A drawn out Great Recession in the U.S. over the course of Barack Obama’s Presidency is prompting businesses to outsource operations to Mexico and contributes more to Mexicans leaving America than arriving, according to a new Pew Research study.
If Pew estimates are accurate, given inexact estimates of illegal immigrants, Mexico saw just over 1 million Mexicans and their families return from the U.S.. Meanwhile, about 870,000 left during the years 2009 to 2014. ABC 7 News reported on the study that put net flow of Mexicans to Mexico at 140,000.
A 2012 Pew Research study put net migration between the U.S. and Mexico at nearly even according to the ABC 7 report.
The report also quotes University of Southern California public policy professor Dowell Meyers as saying, “It’s not like all of a sudden they decided they missed their mothers.” Myers rather surmised, “The fact is, our recovery from the Great Recession has been miserable. It’s been miserable for everyone.”
Last April the Associated Press reported, “Mexico has become the most attractive place in North America to build new automobile factories, a shift that has siphoned jobs from the U.S. and Canada, yet helped keep car and truck prices in check for consumers.”
Within the two years leading up to April 2015 eight automakers moved or announced plans to move manufacturing to Mexico.
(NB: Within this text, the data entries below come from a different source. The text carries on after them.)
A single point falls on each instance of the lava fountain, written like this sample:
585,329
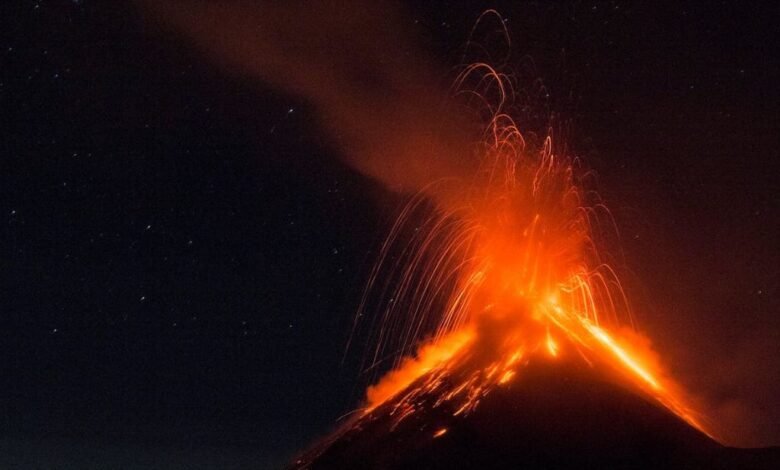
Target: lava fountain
508,271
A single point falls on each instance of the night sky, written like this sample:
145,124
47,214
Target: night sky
182,252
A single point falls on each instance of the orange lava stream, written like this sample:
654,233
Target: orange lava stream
514,261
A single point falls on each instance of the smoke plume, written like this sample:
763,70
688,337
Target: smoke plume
375,94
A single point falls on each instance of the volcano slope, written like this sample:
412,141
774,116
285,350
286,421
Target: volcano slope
551,415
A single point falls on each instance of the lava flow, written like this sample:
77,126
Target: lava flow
507,272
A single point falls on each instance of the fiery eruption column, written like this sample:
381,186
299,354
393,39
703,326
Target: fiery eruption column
497,260
509,271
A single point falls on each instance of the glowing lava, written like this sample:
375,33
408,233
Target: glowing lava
507,273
In the week just prior to the report both Toyota and Ford had made such announcements.
ABC 7 noted that automakers “Volkswagen AG, Ford Motor Co. and General Motors Corp. have built plants across central and northern Mexico that employ thousands, spawning auto-parts plants and other ripple effects.”
The employment cost chasm between the U.S. and Mexico is among the issues at the heart of the moves according to the AP. While a car manufacturer’s cost of labor in Mexico was a reported at an average $8 an hour – that’s for wages and benefits – General Motors payed an average $58 an hour in the U.S. and Volkswagon payed an average $38 an hour at it’s Tennessee factory. The Center for Automotive Research records Volkswagen’s $38 an hour at the lowest cost per hour in the entire United States.
2016 Presidential candidate Donald Trump recently called out car companies making the move to produce their product in Mexico. Breitbart News quoted Trump:
I’d call the head of Ford, or whatever company, but I’d call the head of Ford. I’d say, ‘Congratulations, I understand you’re building a massive plant, in Mexico, and you’re taking a lot of jobs away from us in Michigan and other places. I don’t like that. I don’t like it. I just don’t like it.’ And he’ll say, ‘Well, Mr. President. It’s wonderful, wonderful for the economy. Oh, great, just great.’ It’s wonderful for whose economy? Not for our economy. We lose on everything. We lose on jobs. We lose on money. We lose on everything. So, what I’d say is the following: ‘I don’t want you to do that. And if you do it, you’re not going to have any cars coming across the border unless you pay a 35% tax.’ That’s it. That’s it. No, that’s it! And they’re going to say — they’re going to say to me, ‘Mr. President, please, please, please.’ Now, I guarantee you. Let’s say I make this call at 9:00 in the morning, by 5:00 in the afternoon, I think the deal is done, they move back to the United States.
The Pew study used analysis of “U.S. and Mexican census data and a 2014 survey by Mexico’s National Institute of Statistics and Geography,” according to ABC 7. The survey out of Mexico asked respondents to document their own residential history. The Pew study then attributed attrition of Mexicans to Mexico from the U.S. to starting or reuniting with family and border enforcement measures in addition to U.S. economic woes.